Our collective conscience is being regularly jolted by high profile data losses and compliance incidents. I cannot but help comparing them to the high profile crises that occur from time to time in the Oil and Gas Industry. Whilst the environmental impact of a large oil spill has a planetary effect, and I am not for a moment saying a large data loss incident is in the same league as say the Gulf of Mexico spill for BP, I cannot help but get the sense that some of the underlying issues that lead to these events are similar in origin.
In my opinion the root cause of these continuing problems in compliance management is a fundamental lack of understanding on the part of Board and Executive teams of the nature of the shift, we have all witnessed, from the physical to the electronic world.
There are always exceptions, but this lack of understanding leads to a state of denial, where financial service organisations view compliance much like road traffic penalty points to be avoided, rather than an inherent part of their ‘Business as Usual’ regime.
The Exxon Valdez oil spill in Prince Sound, Alaska on March 24th 1989 was a tipping point for the Oil and Gas Industry.
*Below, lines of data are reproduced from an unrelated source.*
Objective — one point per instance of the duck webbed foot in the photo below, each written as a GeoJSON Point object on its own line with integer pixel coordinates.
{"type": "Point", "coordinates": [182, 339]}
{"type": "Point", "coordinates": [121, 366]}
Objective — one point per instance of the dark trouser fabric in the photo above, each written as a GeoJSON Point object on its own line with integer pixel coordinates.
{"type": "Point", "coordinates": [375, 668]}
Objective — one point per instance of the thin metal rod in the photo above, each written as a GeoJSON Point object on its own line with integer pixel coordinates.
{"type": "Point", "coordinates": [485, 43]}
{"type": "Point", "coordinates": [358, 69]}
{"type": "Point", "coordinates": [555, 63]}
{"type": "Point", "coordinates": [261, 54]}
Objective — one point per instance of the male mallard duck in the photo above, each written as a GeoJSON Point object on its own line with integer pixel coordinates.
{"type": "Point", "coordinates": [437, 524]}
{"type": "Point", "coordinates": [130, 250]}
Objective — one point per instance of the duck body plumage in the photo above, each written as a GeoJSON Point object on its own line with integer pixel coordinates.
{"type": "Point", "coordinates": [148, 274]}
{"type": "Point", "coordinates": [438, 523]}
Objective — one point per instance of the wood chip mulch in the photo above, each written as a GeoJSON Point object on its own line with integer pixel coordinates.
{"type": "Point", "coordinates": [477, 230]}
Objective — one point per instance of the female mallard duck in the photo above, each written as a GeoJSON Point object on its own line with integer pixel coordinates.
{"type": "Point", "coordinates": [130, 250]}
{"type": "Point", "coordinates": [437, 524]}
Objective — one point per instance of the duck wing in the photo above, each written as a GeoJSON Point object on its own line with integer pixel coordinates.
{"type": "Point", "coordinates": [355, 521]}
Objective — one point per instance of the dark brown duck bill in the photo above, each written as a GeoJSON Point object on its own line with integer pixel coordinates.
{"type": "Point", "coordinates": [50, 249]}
The disastrous effect on the reputation of that company and the impact of that event on its business activities not only started a sea change in the thinking of the Board and Executive teams but it is widely recognised as the start of the whole safety and zero harm cultures within the Oil and Gas Industry. Indeed, I experienced this first hand recently when coming down the stairs in the office building of an oil company – a stranger approached and asked me if I would hold onto the handrails whilst walking down the stairs. Overzealous in its execution maybe, but that’s the extent to which that industry has made the cultural shift necessary to change the behaviour of their people.
It’s not all doom and gloom – I am very encouraged by the tie up between the British Bankers Association (BBA) and the City of London Police. They have just announced plans to work closely together to stop cyber criminals stealing from customers by setting up a “virtual ring of steal” around London’s financial heart. This is exactly the type of joined-up thinking that is required in this new digital world.
Finally, as someone who works with organisations to help defend against compliance and security incidents, I can only feel a level of sympathy for the IT Security, Information Governance and Compliance folks at Barclays. It’s hard enough “walking the wall” every day, but an incident of this size always turns a crisis into a drama and makes the day job even harder.